I opened my room’s curtains to see the mist from the day before had almost fully cleared, the sun shining over the mountains and promising a good day ahead.
On the schedule for the day was Amano Iwato Shrine and little else, so off I headed to the bus terminal. I thought Amano Iwato could be quite popular later in the day so the earlier I arrived, the better.
Takachiho shrine during the day.
I was admittedly still half asleep, Takachiho is a pretty laid-back town and I hadn’t managed to wake up on my way to the bus stop, so I didn’t notice the scenery much on the way to the shrine. But I stretched as I arrived and was soon ready for some sightseeing, enjoying the morning routine of the shrine.
Two shrine workers had been busy sweeping up all the new leaves that had fallen during the night.
Behind Amano Iwato is a trail leading down to a gorge and, after a short but gorgeous walk by the river, is Amano Yasukawara Shrine.
Snakes in Kyushu are a bit lazy! Whenever I’ve come across a snake on the mainland they’ve seemed quite aggressive, jumping towards me with fangs bared, but the three I’ve seen in Kyushu have all been very calm.
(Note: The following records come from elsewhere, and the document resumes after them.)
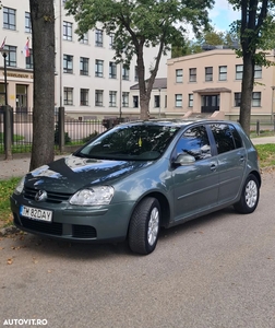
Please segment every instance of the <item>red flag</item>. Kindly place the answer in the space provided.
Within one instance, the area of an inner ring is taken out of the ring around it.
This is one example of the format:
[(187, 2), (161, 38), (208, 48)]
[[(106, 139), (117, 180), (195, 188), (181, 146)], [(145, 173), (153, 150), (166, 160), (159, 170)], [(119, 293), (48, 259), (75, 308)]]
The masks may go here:
[(4, 37), (4, 39), (3, 39), (2, 44), (1, 44), (0, 49), (3, 49), (3, 47), (4, 47), (4, 45), (5, 45), (5, 38), (7, 38), (7, 36)]
[(31, 56), (28, 45), (29, 45), (29, 39), (27, 38), (26, 45), (24, 47), (24, 55), (25, 55), (25, 57), (29, 57)]

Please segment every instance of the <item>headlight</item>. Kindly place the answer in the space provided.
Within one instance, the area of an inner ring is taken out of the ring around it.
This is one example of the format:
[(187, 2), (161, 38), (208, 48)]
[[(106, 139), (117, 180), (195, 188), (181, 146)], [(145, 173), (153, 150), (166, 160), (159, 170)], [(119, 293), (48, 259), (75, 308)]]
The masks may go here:
[(23, 191), (24, 183), (25, 183), (25, 177), (23, 177), (23, 178), (19, 181), (17, 186), (15, 187), (15, 189), (14, 189), (14, 194), (15, 194), (15, 195), (20, 195), (20, 194)]
[(77, 191), (71, 197), (69, 202), (77, 206), (108, 204), (112, 196), (113, 188), (111, 186), (93, 187)]

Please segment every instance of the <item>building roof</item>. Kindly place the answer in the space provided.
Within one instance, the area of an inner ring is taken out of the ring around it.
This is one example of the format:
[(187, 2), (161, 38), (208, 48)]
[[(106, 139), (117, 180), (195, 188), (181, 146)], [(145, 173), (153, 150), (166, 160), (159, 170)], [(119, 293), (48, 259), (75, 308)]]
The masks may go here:
[(194, 90), (193, 92), (196, 93), (220, 93), (220, 92), (231, 92), (231, 90), (227, 87), (206, 87), (206, 89), (200, 89), (200, 90)]
[[(130, 87), (130, 90), (139, 90), (140, 86), (139, 86), (139, 83), (138, 84), (134, 84)], [(158, 79), (155, 79), (155, 82), (153, 84), (153, 90), (159, 90), (159, 89), (167, 89), (167, 78), (158, 78)]]

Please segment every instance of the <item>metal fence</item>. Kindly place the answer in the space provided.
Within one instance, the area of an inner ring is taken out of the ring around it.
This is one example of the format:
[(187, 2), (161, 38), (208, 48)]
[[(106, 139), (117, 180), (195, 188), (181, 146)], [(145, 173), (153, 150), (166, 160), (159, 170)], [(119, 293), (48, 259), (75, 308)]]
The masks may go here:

Wildlife encounters aside, I think it’s about time I explain a bit about Takachiho’s backstory, why it is considered so important in Japanese mythology. The kagura show I’d seen the night before explains the story of Amaterasu:
Susanoo, a god of Japanese mythology, is known to have a bit of a temper. One time he destroyed his sister Amaterasu’s lands out of jealousy and caused her to flee and hide in a cave. She took with her the light from the world, for she is the Sun Goddess. With the earth in darkness, the land soon became infested with demons and evil; people came from far and wide to try and get Amaterasu to return and shed her light once again. After many attempts to convince Amaterasu to leave the cave, it was Uzume who finally managed. She hung a mirror and jewels (two of the three Imperial Regalia of Japan) outside the cave and danced — the cheers of the other people made Amaterasu peek outside to see what was worth so much noise… when she saw her own reflection in the mirror she was startled and the others were able to pull her out of the cave. Uzume’s performance is said to be the origins of kagura dance. In fact, here in Takachiho is the cave where Amaterasu hid from her brother!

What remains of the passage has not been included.